I'm obviously pretty solidly in camp "there are some choices you can make," but most people don't know what those choices are and don't (yet) have the confidence to follow through on them despite their (most likely regular) failures in confidence.
but maybe it will be enough for the Discourse (and thus the laws, etc.) if there's grace and patience, so people won't think their friends and family members (or their own selves) will be beyond life and love until their desires are justified.
3.

Edge cases, some of which have been very poorly handled for generations (lady in my church, her nephew went to prison for 7 years for sleeping with his 16yo girlfriend; he was 18).
People will try to exploit these (or already are I'm sure). Obviously worth a) not handling them poorly, inasmuch as it's up to any of us and b) not talking in a way that would presume that i. edge cases don't exist and ii. there's nothing arbitrary in how we handle them.
4.

Scared/shamed/confused children.

"Once I realized that it was OK, I finally accepted my feelings for [insert older person]."
I actually knew a girl in high school who was obsessed with her youth pastor and was bothered by how people talked about her because of it. There's also Milo, with his oddly affectionate portrayal of the priest who molested him.
I saw a twitter thread just the other day where someone I follow was talking about how much guilt she had felt for her childhood interest in and involvement with older men on the internet.
Answer here is the same as before imo. Remove the flak from the air. Remove the shame and confusion.
5.

Denied or invisible sexualities / agencies.
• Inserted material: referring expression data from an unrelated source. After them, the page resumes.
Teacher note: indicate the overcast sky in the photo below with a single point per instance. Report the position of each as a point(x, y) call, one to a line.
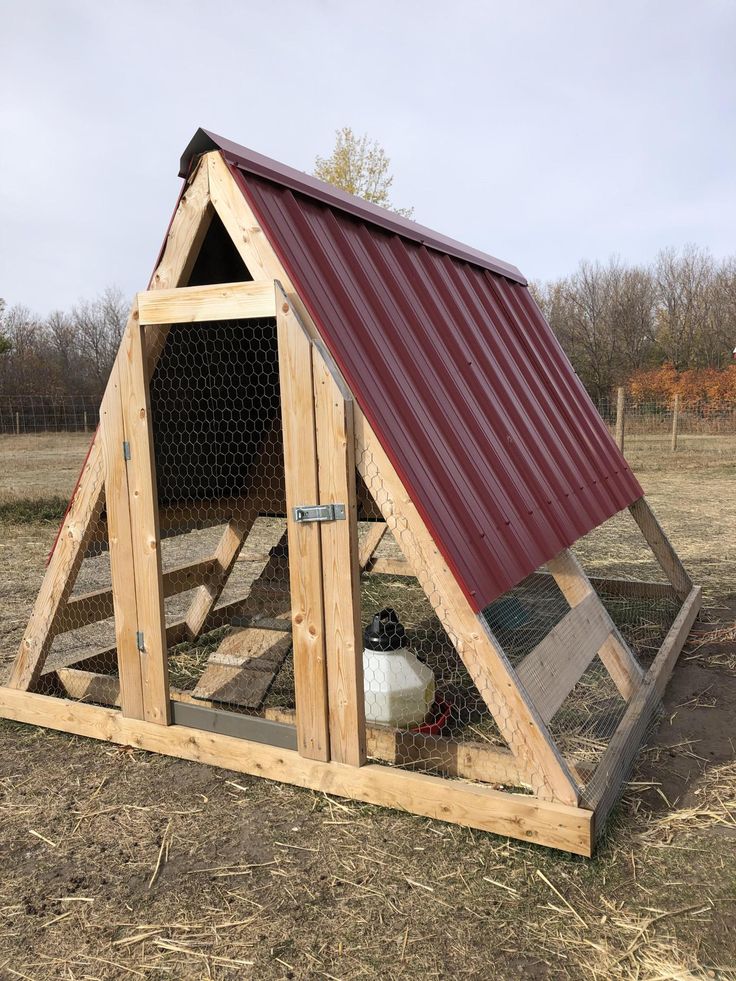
point(541, 132)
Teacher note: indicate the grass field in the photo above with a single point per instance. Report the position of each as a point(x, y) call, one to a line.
point(117, 864)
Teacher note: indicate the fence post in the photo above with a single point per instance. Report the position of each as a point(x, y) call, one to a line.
point(620, 416)
point(675, 421)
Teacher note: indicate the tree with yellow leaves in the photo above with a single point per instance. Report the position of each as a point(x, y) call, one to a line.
point(359, 166)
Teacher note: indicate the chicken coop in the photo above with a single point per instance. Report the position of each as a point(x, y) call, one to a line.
point(350, 521)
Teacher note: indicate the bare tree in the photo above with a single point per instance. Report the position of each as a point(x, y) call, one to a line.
point(359, 166)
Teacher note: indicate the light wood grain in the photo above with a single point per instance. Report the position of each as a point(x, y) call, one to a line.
point(305, 555)
point(143, 501)
point(120, 600)
point(621, 751)
point(370, 543)
point(514, 713)
point(661, 546)
point(340, 568)
point(100, 603)
point(61, 573)
point(516, 815)
point(554, 667)
point(614, 652)
point(200, 304)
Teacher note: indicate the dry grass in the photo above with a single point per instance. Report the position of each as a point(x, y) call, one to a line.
point(42, 466)
point(119, 864)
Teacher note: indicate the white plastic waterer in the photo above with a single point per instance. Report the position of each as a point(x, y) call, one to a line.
point(399, 689)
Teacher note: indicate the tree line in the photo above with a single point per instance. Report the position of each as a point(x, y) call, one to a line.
point(616, 321)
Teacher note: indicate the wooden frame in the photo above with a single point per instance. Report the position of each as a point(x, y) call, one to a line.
point(326, 440)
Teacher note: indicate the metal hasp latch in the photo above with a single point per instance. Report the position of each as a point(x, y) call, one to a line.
point(319, 512)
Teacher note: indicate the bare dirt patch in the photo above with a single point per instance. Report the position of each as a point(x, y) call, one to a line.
point(120, 864)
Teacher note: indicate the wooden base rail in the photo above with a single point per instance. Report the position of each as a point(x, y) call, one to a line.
point(625, 743)
point(520, 816)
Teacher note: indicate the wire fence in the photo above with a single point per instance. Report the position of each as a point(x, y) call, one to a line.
point(658, 418)
point(24, 414)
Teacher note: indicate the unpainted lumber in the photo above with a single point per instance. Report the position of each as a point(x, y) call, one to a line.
point(305, 556)
point(202, 304)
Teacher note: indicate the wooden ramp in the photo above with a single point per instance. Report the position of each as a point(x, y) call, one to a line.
point(244, 666)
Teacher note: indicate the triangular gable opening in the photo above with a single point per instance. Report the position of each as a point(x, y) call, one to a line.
point(247, 501)
point(218, 260)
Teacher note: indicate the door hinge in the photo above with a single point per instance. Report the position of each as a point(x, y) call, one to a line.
point(319, 512)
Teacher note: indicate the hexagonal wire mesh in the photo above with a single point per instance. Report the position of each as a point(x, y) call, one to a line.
point(216, 419)
point(219, 460)
point(444, 720)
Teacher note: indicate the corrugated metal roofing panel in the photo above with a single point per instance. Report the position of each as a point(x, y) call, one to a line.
point(474, 401)
point(255, 163)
I think a lot of what the creepy and bad hows on netflix are trying to get at is that
people at a young age can and often do have plenty of sexual feelings and interests. This is real and probably needs to be engaged with on some level besides "Be Hannah Montana until you're 21" or "ignore it and be ignored" or "make sure you stay pure."
A lot of teens find this vacuum to be deeply destructive, and I don't think it's hard to see why.
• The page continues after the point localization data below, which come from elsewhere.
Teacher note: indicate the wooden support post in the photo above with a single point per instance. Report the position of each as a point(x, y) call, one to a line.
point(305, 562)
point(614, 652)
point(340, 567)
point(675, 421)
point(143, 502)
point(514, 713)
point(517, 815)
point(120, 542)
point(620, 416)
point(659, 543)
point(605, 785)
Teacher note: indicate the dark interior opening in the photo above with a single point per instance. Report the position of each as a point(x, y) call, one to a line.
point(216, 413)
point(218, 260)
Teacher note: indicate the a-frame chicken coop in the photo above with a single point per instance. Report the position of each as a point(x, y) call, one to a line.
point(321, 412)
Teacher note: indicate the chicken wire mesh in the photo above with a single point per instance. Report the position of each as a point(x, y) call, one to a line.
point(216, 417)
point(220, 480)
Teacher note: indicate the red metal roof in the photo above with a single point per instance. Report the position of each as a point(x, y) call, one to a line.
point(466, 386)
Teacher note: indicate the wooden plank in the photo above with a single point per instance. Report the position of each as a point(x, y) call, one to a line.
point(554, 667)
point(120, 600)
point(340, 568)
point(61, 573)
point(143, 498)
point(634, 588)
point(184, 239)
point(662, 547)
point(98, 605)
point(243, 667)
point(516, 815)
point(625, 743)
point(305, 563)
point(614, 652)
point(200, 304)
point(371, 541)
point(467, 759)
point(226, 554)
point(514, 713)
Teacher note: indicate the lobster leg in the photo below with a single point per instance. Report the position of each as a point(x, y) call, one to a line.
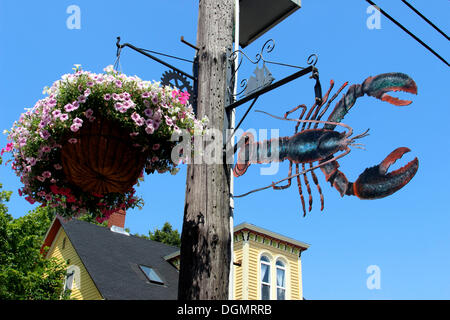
point(374, 182)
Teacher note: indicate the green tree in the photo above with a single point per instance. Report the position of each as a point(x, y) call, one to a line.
point(24, 273)
point(166, 235)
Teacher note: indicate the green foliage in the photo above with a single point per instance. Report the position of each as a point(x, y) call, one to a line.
point(89, 218)
point(165, 235)
point(24, 273)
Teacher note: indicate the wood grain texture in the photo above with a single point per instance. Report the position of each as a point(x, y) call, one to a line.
point(206, 239)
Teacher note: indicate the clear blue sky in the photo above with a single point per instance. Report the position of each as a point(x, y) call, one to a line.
point(406, 235)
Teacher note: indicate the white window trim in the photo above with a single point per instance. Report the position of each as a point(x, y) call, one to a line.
point(286, 279)
point(260, 283)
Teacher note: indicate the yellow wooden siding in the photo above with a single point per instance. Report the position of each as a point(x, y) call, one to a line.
point(83, 287)
point(238, 253)
point(253, 267)
point(255, 250)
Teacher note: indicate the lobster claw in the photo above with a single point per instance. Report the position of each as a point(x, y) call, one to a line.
point(381, 84)
point(376, 183)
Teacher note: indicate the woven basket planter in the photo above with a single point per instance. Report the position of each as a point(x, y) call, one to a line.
point(103, 160)
point(81, 149)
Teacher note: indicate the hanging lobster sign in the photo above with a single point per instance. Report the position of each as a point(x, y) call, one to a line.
point(320, 145)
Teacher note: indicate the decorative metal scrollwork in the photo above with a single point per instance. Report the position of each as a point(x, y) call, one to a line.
point(262, 76)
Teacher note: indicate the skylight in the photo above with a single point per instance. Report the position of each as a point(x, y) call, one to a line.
point(151, 274)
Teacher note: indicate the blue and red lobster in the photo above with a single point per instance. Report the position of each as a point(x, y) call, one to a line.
point(320, 145)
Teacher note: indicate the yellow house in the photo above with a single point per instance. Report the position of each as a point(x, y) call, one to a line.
point(108, 263)
point(267, 265)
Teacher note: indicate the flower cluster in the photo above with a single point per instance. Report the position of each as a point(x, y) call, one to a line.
point(151, 113)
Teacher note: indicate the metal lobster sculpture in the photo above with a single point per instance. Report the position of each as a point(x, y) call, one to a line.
point(320, 145)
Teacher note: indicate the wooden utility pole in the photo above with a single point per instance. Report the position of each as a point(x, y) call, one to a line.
point(206, 238)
But since our culture is insane, netflix has engaged with this by making cartoons (and then live action movies!) that depict teens doing sexual things.
So I think if the pedophilia discourse moves in a bad direction, this is one of the things it may very well seize on. That kids have like a decade or more, in some cases, of being partially invisible, while they're trying to figure out who they are. Not good!
Also I wouldn't be surprised if some articles come around questioning how "consent" can be so strictly regulated. And they'll make some good points, because it's not always the case that young teens and even children are completely without agency or awareness.*
*obviously not to lay any blame at their feet. It's a Catch-22 if you think about it the wrong way because someone feels like they have to claim agency to ... well, have agency ... and like they have to claim non-agency to have innocence.
And it's also the case that "consent" as like the one identifying factor for which sexual activity is allowed is fake. There are other concerns. Hell they may even reach back to like more corporate forms of consent ...
you're not making the decision to enter into a relationship on your own, your family and community are there with you.
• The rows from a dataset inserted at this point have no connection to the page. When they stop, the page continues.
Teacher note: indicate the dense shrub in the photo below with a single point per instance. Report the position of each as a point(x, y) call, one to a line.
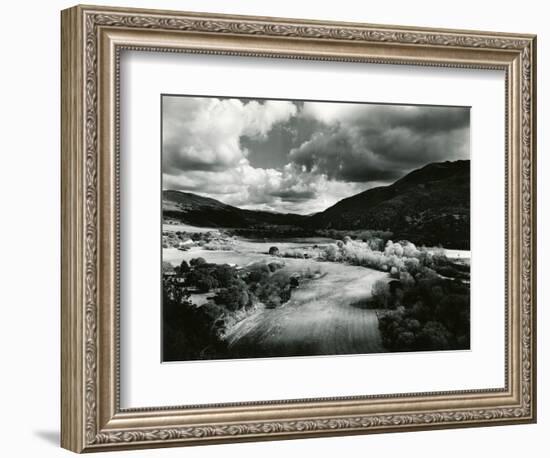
point(423, 312)
point(183, 267)
point(190, 332)
point(197, 262)
point(235, 297)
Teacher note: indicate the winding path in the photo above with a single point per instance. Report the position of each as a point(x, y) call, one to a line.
point(320, 319)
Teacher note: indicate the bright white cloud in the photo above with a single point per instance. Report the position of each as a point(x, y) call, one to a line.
point(204, 133)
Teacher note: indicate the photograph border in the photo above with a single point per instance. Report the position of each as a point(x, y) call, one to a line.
point(92, 40)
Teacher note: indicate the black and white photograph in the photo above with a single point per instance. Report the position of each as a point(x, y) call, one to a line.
point(313, 228)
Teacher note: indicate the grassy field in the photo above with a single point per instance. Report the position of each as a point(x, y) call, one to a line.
point(319, 319)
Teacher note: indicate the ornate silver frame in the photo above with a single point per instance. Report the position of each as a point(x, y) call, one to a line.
point(92, 38)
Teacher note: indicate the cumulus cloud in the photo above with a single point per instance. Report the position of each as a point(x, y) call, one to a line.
point(201, 133)
point(365, 143)
point(300, 157)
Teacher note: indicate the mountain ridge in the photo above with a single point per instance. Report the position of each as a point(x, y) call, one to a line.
point(429, 205)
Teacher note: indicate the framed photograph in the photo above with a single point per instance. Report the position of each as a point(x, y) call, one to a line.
point(277, 228)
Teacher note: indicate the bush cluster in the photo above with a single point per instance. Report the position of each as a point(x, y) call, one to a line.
point(425, 312)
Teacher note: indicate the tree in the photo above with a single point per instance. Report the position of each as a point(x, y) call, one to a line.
point(233, 298)
point(381, 293)
point(195, 262)
point(274, 251)
point(183, 268)
point(167, 268)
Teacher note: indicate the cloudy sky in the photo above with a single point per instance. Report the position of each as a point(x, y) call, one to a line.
point(300, 157)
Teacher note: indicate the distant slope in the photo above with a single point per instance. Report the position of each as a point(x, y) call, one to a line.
point(203, 211)
point(430, 206)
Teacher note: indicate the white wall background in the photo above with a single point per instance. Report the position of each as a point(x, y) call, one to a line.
point(29, 230)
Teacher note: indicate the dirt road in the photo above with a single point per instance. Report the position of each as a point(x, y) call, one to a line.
point(319, 319)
Combine this with "aren't our rules kind of arbitrary anyways" and the slide may start to look a lot more reasonable.
There may even be some places to give way here. if our rules are arbitrary there are almost certainly places where they could be arbitrary in a slightly different way.
so I guess ... I don't want anyone to be surprised if they start hearing these things and thinking some of them sound kinda reasonable, and then because of the surprise give undue credence to the ... motte? Or the bailey? Whichever one is the bad goal.
6.

The pervasiveness of child sexual exploitation.

What is it, like 25% of girls and 33% of boys end up molested? Or maybe that's over a whole lifetime.

And there are communities where the question isn't "whether" but "how young was the first time."
And that means that a lot (not nearly 25% or 33% but still a lot) of adults *and other children* are doing the exploitation.
I don't know how many people I know who were messing around with other kids when they were kids, older, same age, younger, friends, family, etc.
And when they finally like brought that into the light it was one of the biggest steps forward and releasing of shame and lies about their character.
I'm not saying no kid who's doing that has character issues, especially as the age gap widens. but there's a lot of bad shame and really destructive lies attached to it too.
(there are a lot of things you learn, btw, when you're in a church where like graceful and intentional confession is practiced!)
Reason I bring it up is because a) I think it matters anyways and b) sometimes the invisible regularity of that experience seems like a giant bubble waiting to burst. Usually I think it bursts by people being especially reactive to anything within a 10 mile radius
of their experience of pain. But just like a person that is abused may have a special temptation to abuse in turn, a whole culture that is being abused (and/or took part in abuse as a child) will have a special temptation to abuse.
The shame that works one way can work the other way at the same time.
I wouldn't be surprised if somehow it became apparent that this was part of what's behind all the netflix crap. But I think it could come out in the open, too. Maybe, idk, "Everyone does it" or "This is part of life"
or "I lived through it and it wasn't so bad" (some people do feel that way) or "Honestly I was happy in that relationship / with those experiences" (probably some people are, very easy to be happy in Chernobyl).
Maybe it would be easy to normalize since it's already so normal (=common) and yet at the same time hidden, hard even for the *victims* to talk about without feeling shamed, attacked, etc.
Anyways, there are probably other ways the Discourse could develop, but these are some ways I thought of.
Hopefully it won't happen, but I've decided not to bank on it not happening. Our culture has been grasping at straws for The True Sexual Reality and Wholeness for a long while without finding what it seeks,
so as unreasonable as it seems maybe a decade from now President Harris will be apologizing for crude remarks about pedophiles in 2010.
And anyways I think these things are worth talking about, even if the Discourse never seizes on them as a justification, because there's a lot of stuff that's happening invisibly and not being dealt with afterwards.